#!/usr/bin/env python
# coding: utf-8

# Данный ноутбук содержит код эксперимента по исследованию возможности модели нейродифференциального уравнения явным образом контролировать trade-off между численной точностью и вычислительными затратами.

# In[1]:


import os
import time
import numpy as np
import torch
import torch.nn as nn
from torch.utils.data import DataLoader
import torchvision.datasets as datasets
import torchvision.transforms as transforms

from torchdiffeq import odeint_adjoint as odeint


# In[2]:


from utils import norm, Flatten, get_mnist_loaders, one_hot, ConcatConv2d


# In[3]:


device = torch.device('cuda' if torch.cuda.is_available() else 'cpu')


# In[4]:


downsampling_layers = [
    nn.Conv2d(1, 64, 3, 1),
    norm(64),
    nn.ReLU(inplace=True),
    nn.Conv2d(64, 64, 4, 2, 1),
    norm(64),
    nn.ReLU(inplace=True),
    nn.Conv2d(64, 64, 4, 2, 1),
]
fc_layers = [norm(64), nn.ReLU(inplace=True), nn.AdaptiveAvgPool2d((1, 1)), Flatten(), nn.Linear(64, 10)]


# In[5]:


class ODEfunc(nn.Module):

    def __init__(self, dim):
        super(ODEfunc, self).__init__()
        self.norm1 = norm(dim)
        self.relu = nn.ReLU(inplace=True)
        self.conv1 = ConcatConv2d(dim, dim, 3, 1, 1)
        self.norm2 = norm(dim)
        self.conv2 = ConcatConv2d(dim, dim, 3, 1, 1)
        self.norm3 = norm(dim)
        self.nfe = 0

    def forward(self, t, x):
        self.nfe += 1
        out = self.norm1(x)
        out = self.relu(out)
        out = self.conv1(t, out)
        out = self.norm2(out)
        out = self.relu(out)
        out = self.conv2(t, out)
        out = self.norm3(out)
        return out
    
class ODEBlock(nn.Module):

    def __init__(self, odefunc, tol=1e-3, method=None):
        super(ODEBlock, self).__init__()
        self.odefunc = odefunc
        self.integration_time = torch.tensor([0, 1]).float()
        self.tol = tol
        self.method = method

    def forward(self, x):
        self.integration_time = self.integration_time.type_as(x)
        out = odeint(self.odefunc, x, self.integration_time, rtol=self.tol, 
                     atol=self.tol, method=self.method)
        return out[1]

    @property
    def nfe(self):
        return self.odefunc.nfe

    @nfe.setter
    def nfe(self, value):
        self.odefunc.nfe = value


# Загрузим веса заранее обученной модели ODE-Net (во время обучения использовалась максимально допустимая абсолютная ошибка численного метода $tol=10^{-3}$):

# In[6]:


checkpoint = torch.load('ODEnet_mnist.pth')
batch_size = test_batch_size = 1000
data_aug = False


# In[7]:


all_acc = []
all_times = []
nfes = []
tols = [1e-4, 1e-3, 1e-2, 1e-1, 1]


# In[8]:


for tol in tols:
    feature_layers = [ODEBlock(ODEfunc(64), tol=tol)]
    model = nn.Sequential(*downsampling_layers, *feature_layers, *fc_layers).to(device)
    model.load_state_dict(checkpoint['state_dict'])
    model.eval()
    train_loader, test_loader, train_eval_loader = get_mnist_loaders(data_aug, batch_size, test_batch_size)

    with torch.no_grad():
        times = []
        total_correct = 0
        for x, y in test_loader:
            x = x.to(device)
            y = one_hot(np.array(y.numpy()), 10)

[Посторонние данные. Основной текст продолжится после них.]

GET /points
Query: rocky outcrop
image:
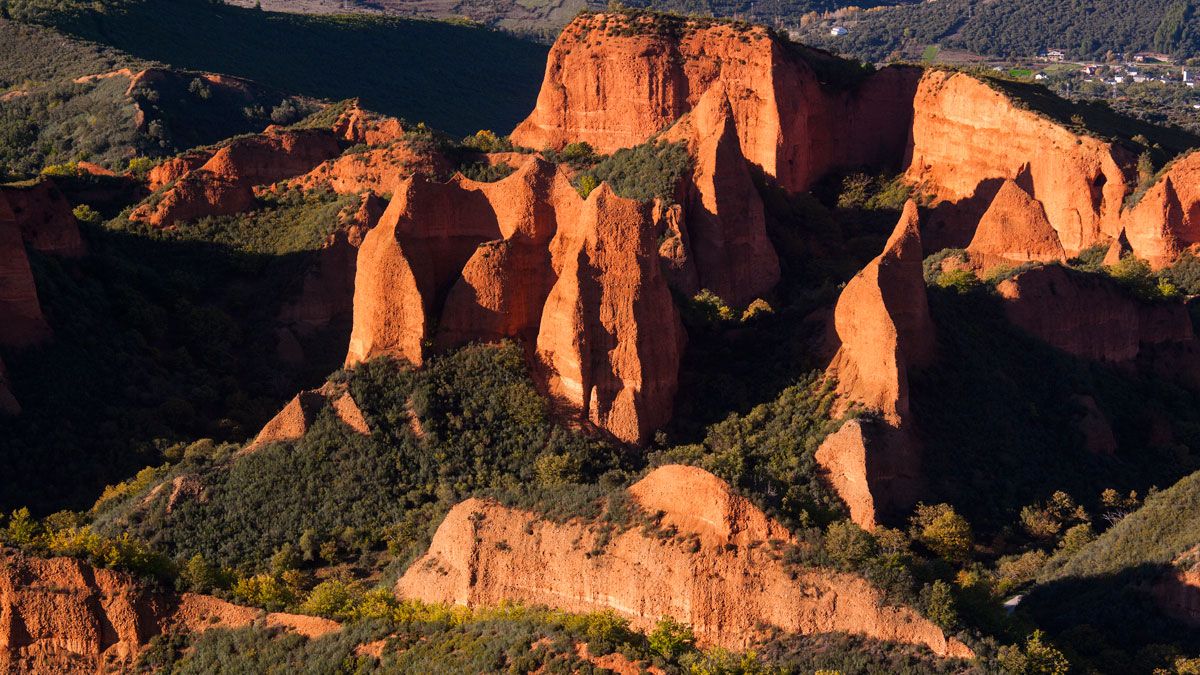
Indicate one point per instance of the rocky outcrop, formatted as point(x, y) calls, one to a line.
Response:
point(174, 168)
point(1090, 317)
point(22, 322)
point(967, 138)
point(720, 573)
point(883, 328)
point(293, 422)
point(883, 324)
point(610, 341)
point(60, 615)
point(325, 300)
point(45, 217)
point(615, 81)
point(1167, 217)
point(724, 214)
point(1014, 228)
point(1177, 592)
point(376, 169)
point(225, 184)
point(526, 257)
point(361, 126)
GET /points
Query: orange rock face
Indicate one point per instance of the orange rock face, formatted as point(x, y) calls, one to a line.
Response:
point(967, 137)
point(22, 322)
point(724, 213)
point(225, 184)
point(1167, 219)
point(327, 294)
point(45, 217)
point(727, 589)
point(293, 422)
point(376, 169)
point(613, 82)
point(1090, 317)
point(883, 324)
point(60, 615)
point(526, 257)
point(1014, 228)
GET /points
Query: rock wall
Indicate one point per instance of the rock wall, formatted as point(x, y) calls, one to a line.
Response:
point(1091, 317)
point(727, 589)
point(60, 615)
point(967, 138)
point(526, 257)
point(225, 183)
point(1167, 219)
point(616, 81)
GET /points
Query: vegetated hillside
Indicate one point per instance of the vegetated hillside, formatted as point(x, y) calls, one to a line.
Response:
point(1017, 28)
point(545, 18)
point(66, 100)
point(455, 77)
point(1104, 603)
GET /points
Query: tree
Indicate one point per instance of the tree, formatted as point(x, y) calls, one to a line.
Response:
point(671, 638)
point(943, 531)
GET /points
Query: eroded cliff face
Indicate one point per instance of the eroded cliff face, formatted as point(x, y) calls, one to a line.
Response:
point(725, 236)
point(616, 81)
point(1167, 220)
point(325, 300)
point(721, 573)
point(967, 139)
point(293, 422)
point(22, 322)
point(883, 327)
point(1091, 317)
point(883, 324)
point(60, 615)
point(526, 257)
point(1014, 228)
point(225, 183)
point(45, 217)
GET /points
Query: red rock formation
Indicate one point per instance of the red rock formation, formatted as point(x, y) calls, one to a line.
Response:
point(1095, 426)
point(376, 169)
point(1177, 592)
point(45, 217)
point(725, 217)
point(1089, 316)
point(1014, 228)
point(883, 327)
point(60, 615)
point(727, 589)
point(173, 169)
point(225, 184)
point(967, 136)
point(22, 322)
point(883, 324)
point(610, 339)
point(327, 294)
point(526, 257)
point(1167, 219)
point(358, 125)
point(293, 422)
point(615, 81)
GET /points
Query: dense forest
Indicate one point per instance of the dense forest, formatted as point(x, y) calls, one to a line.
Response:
point(1015, 28)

            target_class = np.argmax(y, axis=1)
            start = time.time()
            preds = model(x)
            times.append(time.time() - start)
            predicted_class = np.argmax(preds.cpu().detach().numpy(), axis=1)
            total_correct += np.sum(predicted_class == target_class)
        accuracy = total_correct / len(test_loader.dataset)
        nfe = feature_layers[0].nfe
        all_acc.append(accuracy)
        nfes.append(nfe)
        all_times.append(times)
    print('Tol={0}, accuracy={1}, mean_time={2:0.2f}, nfe={3}'.format(tol, accuracy, np.mean(times), nfe))